Und wieso kann es dann Theo Müller? Wie will es der innovative Müller-Clan schaffen, Marken wie Landliebe rentabel am Markt zu halten? Wer Müller kennt, der weiß, dass in dem Konzern alles dem Profit untergeordnet wird (was ja grundsätzlich nicht verwerflich ist!). So wird z.B. in großem Umfang günstig Milch in Osteuropa eingekauft und dann in Deutschland eingetütet … wahrscheinlich auch in die Verpackungen der Premiummarken Müller Milch und Weihenstephan. Zudem verfügt Müller anscheinend über eine bessere Werksinfrastruktur oder Partner, die nicht benötigte Milchbestandteile günstig weiterverarbeiten. Klar ist nur, dass in Anbetracht der Größe sich künftig der LEH schwertun wird, einen Müller auszulisten (bei FrieslandCampina ist ihm das im letzten Jahr noch phasenweise gelungen). 
Gregor Veauthier

Die Milchmenge soll bis 2030 stabil gehalten werden

Um auf dem wachsenden Weltmarkt für Milchprodukte auch in Zukunft aktiv mitspielen zu können, hat FrieslandCampina in der Unternehmensstrategie „Kurs für 2030“ kürzlich erst das Ziel definiert, den Umfang der Milchverarbeitung stabil zu halten, bei rund 10 (11) Mrd. kg Milch. Damit das gelingt, sollen die genossenschaftlichen Mitgliedsbetriebe ihre Anlieferung aber ausdehnen dürfen. Auch werden neue Milcherzeuger gesucht – auch in Deutschland. Das klingt eher nach Aufbruch als nach Resignation!

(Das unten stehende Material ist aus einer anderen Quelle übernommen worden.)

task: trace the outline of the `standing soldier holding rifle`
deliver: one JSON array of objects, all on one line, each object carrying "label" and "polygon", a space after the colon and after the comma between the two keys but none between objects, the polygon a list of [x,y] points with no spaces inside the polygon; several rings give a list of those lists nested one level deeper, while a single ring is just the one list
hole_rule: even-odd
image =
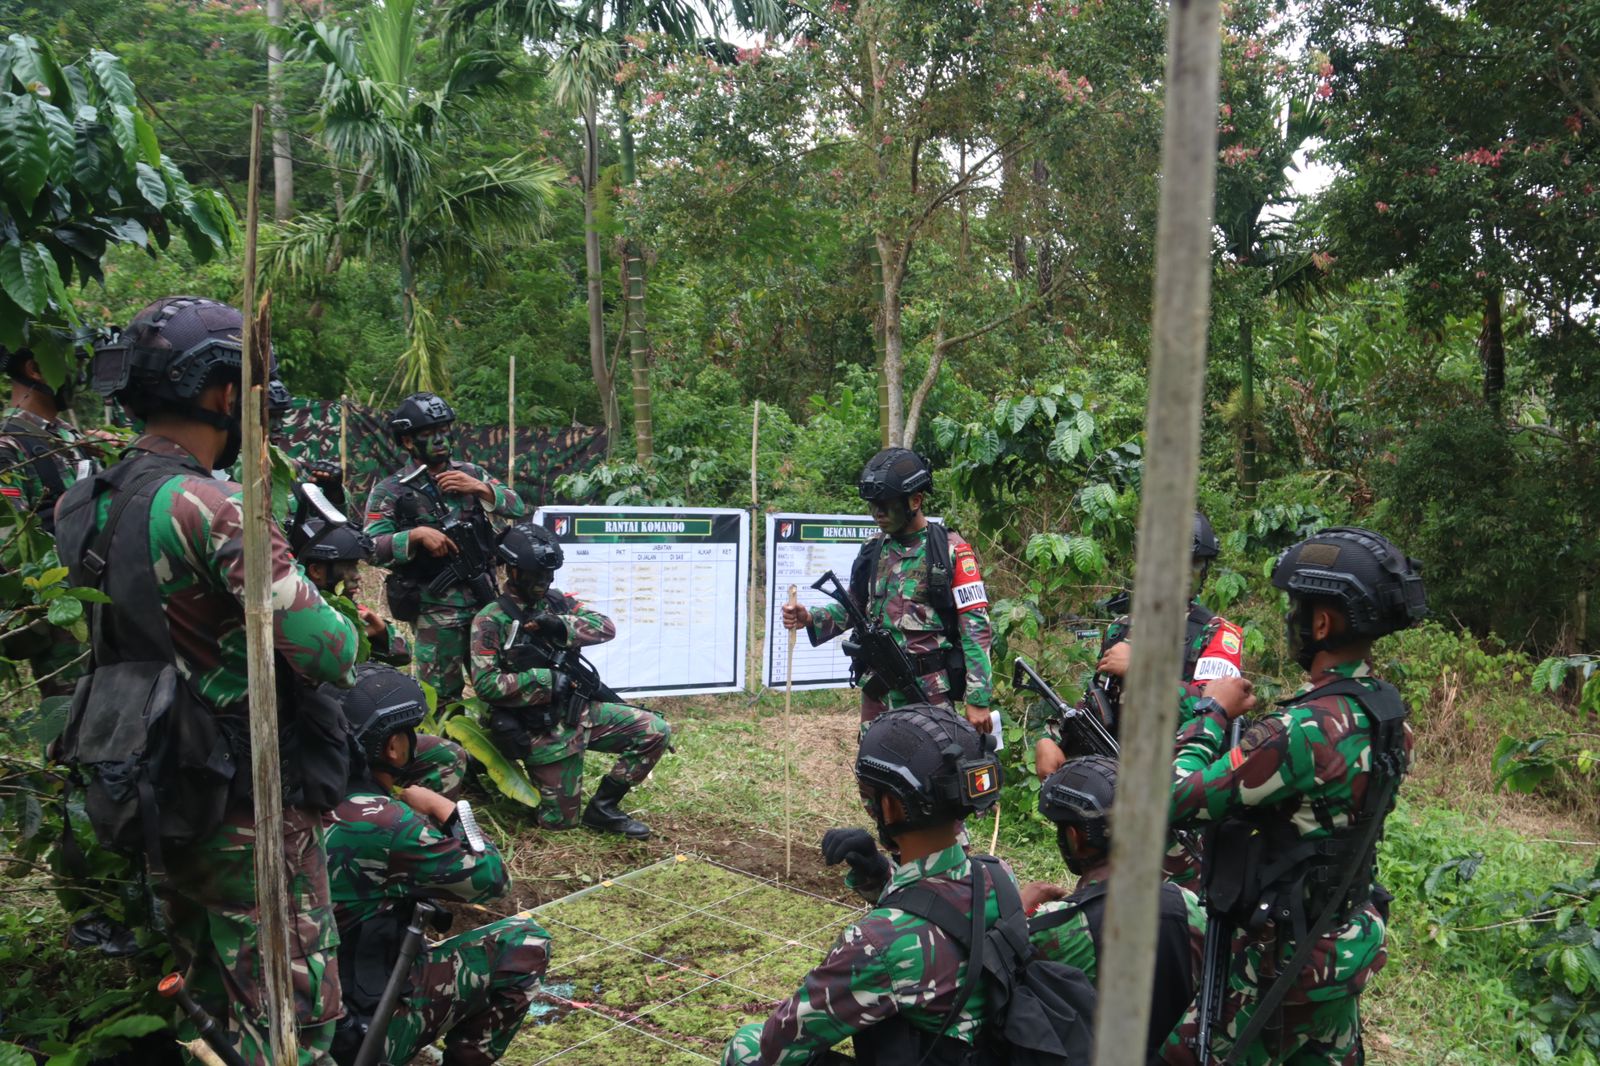
[{"label": "standing soldier holding rifle", "polygon": [[926,702],[952,713],[964,703],[973,728],[989,732],[988,594],[972,546],[923,513],[933,470],[907,448],[885,448],[857,487],[881,532],[861,546],[848,592],[829,571],[812,587],[837,602],[785,607],[785,628],[804,627],[813,645],[855,630],[845,650],[861,686],[863,730],[890,707]]},{"label": "standing soldier holding rifle", "polygon": [[418,676],[442,707],[459,700],[472,616],[494,599],[494,535],[484,509],[520,518],[508,486],[472,463],[450,458],[456,413],[431,392],[400,401],[389,431],[411,456],[367,498],[373,561],[391,571],[389,613],[416,625]]}]

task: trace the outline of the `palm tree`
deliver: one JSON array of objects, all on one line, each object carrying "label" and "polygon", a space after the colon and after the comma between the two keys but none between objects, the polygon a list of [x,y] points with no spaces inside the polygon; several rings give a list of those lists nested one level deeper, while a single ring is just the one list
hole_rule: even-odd
[{"label": "palm tree", "polygon": [[400,385],[436,391],[446,385],[444,349],[419,275],[493,273],[507,242],[538,235],[561,174],[524,156],[472,165],[452,155],[452,127],[516,91],[517,68],[467,51],[443,85],[419,85],[417,12],[418,0],[387,0],[366,9],[359,31],[321,21],[294,31],[297,54],[325,67],[319,132],[333,160],[355,172],[355,191],[332,214],[280,227],[263,262],[268,277],[303,278],[336,269],[352,246],[392,251],[407,340]]},{"label": "palm tree", "polygon": [[[589,282],[589,365],[600,391],[607,439],[613,448],[622,418],[615,367],[606,358],[600,231],[596,224],[599,104],[609,89],[622,155],[622,181],[632,185],[638,180],[632,101],[627,85],[620,84],[616,77],[635,47],[631,38],[650,32],[679,47],[717,47],[706,33],[720,32],[721,11],[720,4],[707,4],[702,9],[688,0],[578,0],[576,6],[564,6],[559,0],[463,0],[450,16],[458,30],[469,29],[482,19],[519,49],[525,42],[553,46],[556,54],[550,77],[556,102],[573,108],[583,119],[584,152],[579,177],[584,193],[584,251]],[[751,30],[776,31],[783,23],[780,0],[734,0],[733,17],[740,27]],[[622,259],[626,279],[625,328],[633,377],[634,448],[638,460],[648,463],[655,451],[650,335],[645,322],[644,258],[638,241],[631,235],[625,235]]]}]

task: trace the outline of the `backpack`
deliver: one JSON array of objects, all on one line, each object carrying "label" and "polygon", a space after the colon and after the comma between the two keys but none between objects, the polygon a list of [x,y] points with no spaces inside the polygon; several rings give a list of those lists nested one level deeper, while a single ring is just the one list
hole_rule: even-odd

FrieslandCampina in Zahlen

In Deutschland hat FrieslandCampina noch rund 570 Mio. kg Milch eingesammelt und verarbeitet. (Bildquelle: Friesland Campina)

FrieslandCampina entstand am 31. Dezember 2008 durch die Fusion von Friesland Foods und Campina BV. Der deutsche Zweig des Unternehmens ging 1996 aus der ehemaligen Südmilch AG hervor. 1998 sind die damaligen Milchwerke Köln Wuppertal (MKW) ein Joint-Venture mit der damaligen Campina eingegangen. 2003 wurden die deutschen Genossenschaftsmitglieder von Campina übernommen.
– Umsatz 2021: 11.501 Mio.€ (dav. 6.134 Mio. € in Europa)
– Betriebsergebnis 2021: 355 Mio. €
– Milchanlieferung: 9.745 Mio. kg (dav. 580 Mio.kg in Deutschland)
– Mitglieder (Milcherzeuger): 10.564 in den Niederlanden, Deutschland und in Belgien
Bislang rangierte FrieslandCampina an Platz 4 im europäischen Molkereiranking hinter Lactalis (20 Mrd €.), Nestle (18 Mrd. €) und Danone (15 Mrd. €).